Bryant: When somebody testifies before Congress on the positive things, I have to believe that positive things are happening. When I see more people going to work at any time in Mississippi’s history, you’ve got to feel like some of them getting off the welfare roll and getting good jobs. When you’re creating 12 — I don’t know how many jobs we created — hundreds of thousands of new jobs so that people can get a job and live the American dream.
MT: You did talk about how DHS was “getting people to work.” Did you ever see any statistics that bear that out? How many people received jobs through DHS?

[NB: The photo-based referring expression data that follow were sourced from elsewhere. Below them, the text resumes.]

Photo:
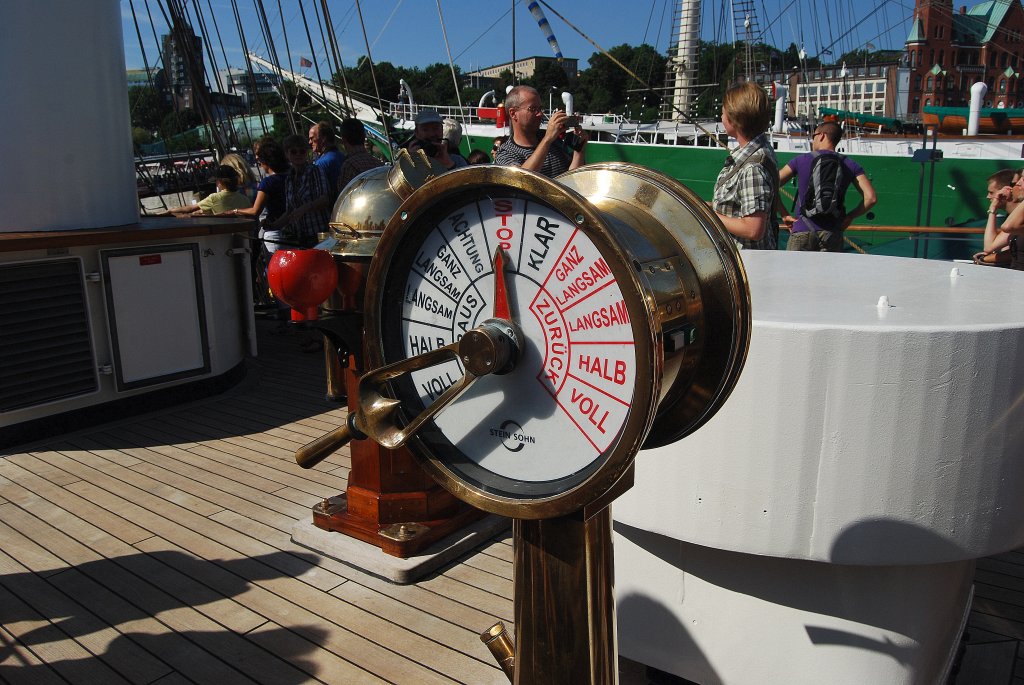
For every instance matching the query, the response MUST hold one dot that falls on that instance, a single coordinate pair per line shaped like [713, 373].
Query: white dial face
[566, 401]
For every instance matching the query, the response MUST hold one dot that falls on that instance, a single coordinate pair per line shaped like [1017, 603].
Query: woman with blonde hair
[247, 179]
[745, 188]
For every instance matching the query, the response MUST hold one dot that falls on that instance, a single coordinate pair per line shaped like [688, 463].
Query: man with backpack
[823, 176]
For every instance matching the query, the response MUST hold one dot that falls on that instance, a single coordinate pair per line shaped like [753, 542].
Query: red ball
[302, 280]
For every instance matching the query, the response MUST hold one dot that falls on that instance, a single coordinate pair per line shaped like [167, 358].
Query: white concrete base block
[716, 616]
[371, 559]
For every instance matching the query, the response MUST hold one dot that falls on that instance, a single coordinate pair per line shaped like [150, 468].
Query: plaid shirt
[745, 186]
[354, 165]
[557, 162]
[304, 185]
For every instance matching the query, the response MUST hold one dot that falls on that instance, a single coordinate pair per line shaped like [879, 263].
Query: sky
[408, 33]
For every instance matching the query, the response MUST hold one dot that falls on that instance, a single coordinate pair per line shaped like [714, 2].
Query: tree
[606, 87]
[147, 106]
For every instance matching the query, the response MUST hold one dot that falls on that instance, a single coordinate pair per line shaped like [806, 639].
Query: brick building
[947, 51]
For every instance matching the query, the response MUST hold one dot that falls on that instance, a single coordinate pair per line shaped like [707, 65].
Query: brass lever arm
[493, 347]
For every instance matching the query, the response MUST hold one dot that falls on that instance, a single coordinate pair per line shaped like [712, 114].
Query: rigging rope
[272, 54]
[646, 86]
[312, 55]
[448, 49]
[340, 68]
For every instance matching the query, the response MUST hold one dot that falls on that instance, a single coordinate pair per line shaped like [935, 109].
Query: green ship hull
[908, 196]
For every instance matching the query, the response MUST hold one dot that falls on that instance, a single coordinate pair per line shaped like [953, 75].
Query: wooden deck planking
[157, 550]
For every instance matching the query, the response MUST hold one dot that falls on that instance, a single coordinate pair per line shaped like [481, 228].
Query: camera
[572, 141]
[429, 147]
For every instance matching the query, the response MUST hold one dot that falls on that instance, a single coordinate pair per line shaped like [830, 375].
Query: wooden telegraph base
[390, 502]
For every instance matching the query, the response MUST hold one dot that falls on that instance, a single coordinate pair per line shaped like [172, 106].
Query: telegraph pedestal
[390, 502]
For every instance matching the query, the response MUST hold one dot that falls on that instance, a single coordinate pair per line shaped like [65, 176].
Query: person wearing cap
[544, 152]
[452, 133]
[225, 199]
[429, 136]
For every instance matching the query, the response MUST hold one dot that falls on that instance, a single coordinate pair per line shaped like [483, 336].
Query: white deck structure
[823, 525]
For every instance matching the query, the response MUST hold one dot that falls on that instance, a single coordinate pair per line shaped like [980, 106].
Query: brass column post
[564, 601]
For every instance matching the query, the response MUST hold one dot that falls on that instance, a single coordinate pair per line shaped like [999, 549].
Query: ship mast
[682, 72]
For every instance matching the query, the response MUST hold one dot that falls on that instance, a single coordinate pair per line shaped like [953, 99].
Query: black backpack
[823, 202]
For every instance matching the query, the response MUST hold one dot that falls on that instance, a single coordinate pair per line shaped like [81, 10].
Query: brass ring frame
[471, 182]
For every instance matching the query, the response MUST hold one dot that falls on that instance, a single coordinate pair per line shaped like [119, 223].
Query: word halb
[602, 317]
[545, 233]
[421, 344]
[609, 370]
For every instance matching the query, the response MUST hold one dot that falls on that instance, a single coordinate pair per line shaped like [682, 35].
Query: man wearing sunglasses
[545, 152]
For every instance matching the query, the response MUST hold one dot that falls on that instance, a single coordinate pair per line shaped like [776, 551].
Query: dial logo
[512, 436]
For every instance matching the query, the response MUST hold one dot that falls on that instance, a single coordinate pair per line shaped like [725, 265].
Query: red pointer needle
[501, 292]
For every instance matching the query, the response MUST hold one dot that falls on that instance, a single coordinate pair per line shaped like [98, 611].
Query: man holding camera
[552, 153]
[429, 137]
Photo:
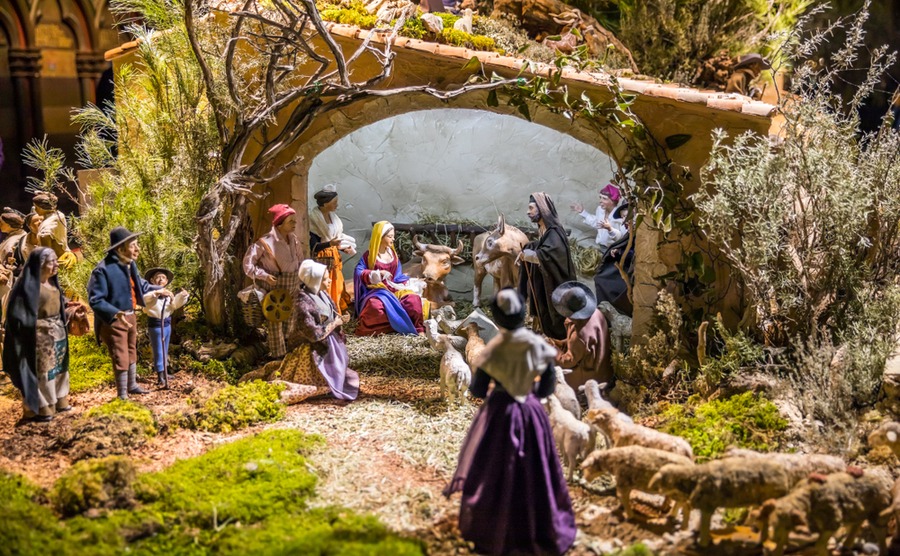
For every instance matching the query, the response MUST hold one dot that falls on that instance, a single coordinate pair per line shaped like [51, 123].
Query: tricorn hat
[574, 300]
[120, 235]
[748, 59]
[156, 270]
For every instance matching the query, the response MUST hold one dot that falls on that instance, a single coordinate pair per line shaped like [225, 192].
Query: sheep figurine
[573, 437]
[825, 504]
[726, 483]
[797, 466]
[887, 434]
[622, 432]
[456, 376]
[592, 391]
[474, 344]
[566, 394]
[633, 467]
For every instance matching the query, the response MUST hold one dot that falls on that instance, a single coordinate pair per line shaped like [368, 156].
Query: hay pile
[393, 355]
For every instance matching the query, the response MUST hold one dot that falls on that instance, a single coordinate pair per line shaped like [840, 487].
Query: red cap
[280, 212]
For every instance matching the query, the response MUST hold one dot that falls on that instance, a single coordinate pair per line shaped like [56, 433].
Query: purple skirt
[514, 494]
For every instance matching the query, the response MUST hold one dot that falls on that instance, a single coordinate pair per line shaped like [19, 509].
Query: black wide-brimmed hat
[748, 59]
[574, 300]
[156, 270]
[508, 309]
[120, 235]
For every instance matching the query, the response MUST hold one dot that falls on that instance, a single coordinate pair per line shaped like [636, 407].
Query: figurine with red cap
[272, 262]
[606, 220]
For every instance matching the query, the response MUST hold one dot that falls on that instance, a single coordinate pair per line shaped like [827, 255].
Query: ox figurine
[437, 261]
[495, 253]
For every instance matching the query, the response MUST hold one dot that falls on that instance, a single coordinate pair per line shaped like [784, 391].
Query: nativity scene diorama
[441, 277]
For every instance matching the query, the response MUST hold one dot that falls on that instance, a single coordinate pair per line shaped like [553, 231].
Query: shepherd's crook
[165, 346]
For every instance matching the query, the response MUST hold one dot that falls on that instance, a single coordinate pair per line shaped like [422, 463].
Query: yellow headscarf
[378, 232]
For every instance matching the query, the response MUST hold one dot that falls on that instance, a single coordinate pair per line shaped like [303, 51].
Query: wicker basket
[327, 261]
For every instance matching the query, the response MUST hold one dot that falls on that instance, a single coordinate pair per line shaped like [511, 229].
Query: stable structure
[665, 109]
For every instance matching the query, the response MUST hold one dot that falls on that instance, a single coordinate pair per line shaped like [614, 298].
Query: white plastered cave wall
[461, 164]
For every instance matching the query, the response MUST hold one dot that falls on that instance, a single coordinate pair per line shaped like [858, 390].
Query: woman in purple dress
[514, 494]
[316, 334]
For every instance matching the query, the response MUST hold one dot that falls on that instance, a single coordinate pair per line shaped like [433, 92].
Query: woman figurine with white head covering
[36, 346]
[327, 241]
[319, 357]
[514, 494]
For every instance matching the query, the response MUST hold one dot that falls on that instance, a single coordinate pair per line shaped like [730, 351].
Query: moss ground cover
[236, 407]
[746, 420]
[247, 497]
[89, 365]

Bryant: I probably did, but—
MT: I don’t think I’ve ever seen that. I don’t think that exists.
Bryant: I would have to look back and see, but what I did know is we reached 4.7% unemployment while we were maintaining or losing population.
MT: I mean, does that take into account the workforce participation rate?
Editor’s note: Mississippi’s workforce participation rate, in some cases a more revealing statistic about the strength of a state’s labor force, reached a historic low of 55% during Bryant’s administration.
Bryant: Yes. I mean, yes, it was. And it was taking into consideration that people were getting real jobs and they were getting better jobs and they were graduating from high school at the highest level ever. When I left office, our graduation rate surpassed the national average. Surpassed the national average.
Editor’s note: At about 2.5 hours, Bryant’s partner interjected to end the interview.
Bryant: Look, should I have caught some of that? Absolutely. Did I do anything wrong? No.
Bryant’s partner asked to clarify a previous question about whether the former governor should be held accountable for the MDHS scandal.
MT: What is your role? How much are you responsible for what happened at MDHS — getting to the heart of that question.
Bryant: Look, I’ll take my responsibility. Yeah, I was the governor. I wish I had been able to catch it. The moment I did, I called in the state auditor. Not just for a check. That was just the beginning, but go everywhere.
I never called him and said, “Just look at this and don’t look at anything else.” We’re going to find that bill where we put an independent auditor in there.
But yeah, I’ll take responsibility if we’ll also recognize the good things that happened in this state while I was governor and the hard work we put into it. Deborah and I worked 12, 15 hours. No, you don’t want to say that. We were thankful to be able to do it. But Joey (Songy, former chief of staff, current business partner) will tell you, I mean, we worked 15 hours a day. It wasn’t to try to get rich. It was because we cared about the people in the state of Mississippi, and we wanted them to do better.
Did we, did I miss some things? Absolutely. And could I go back? I would bet, dare to say, that at some point in your organization, somebody would have said, “I wish we would have caught that. We missed that.” Things happen. Bad things happen, good things happen. You can’t control every one of them. You hope and pray.
And I’m a man of faith, Anna, of strong faith. I don’t go about that using it, but I would do nothing to violate my faith, my strong belief that I have a savior and he’s forgiven me and continues to forgive my sins and my failures. And to throw all of that away over, what, some paper stock? I don’t, I don’t think so. That just wouldn’t happen.
Thank y’all, gotta go see my grandchildren. They think Papa’s a pretty good guy.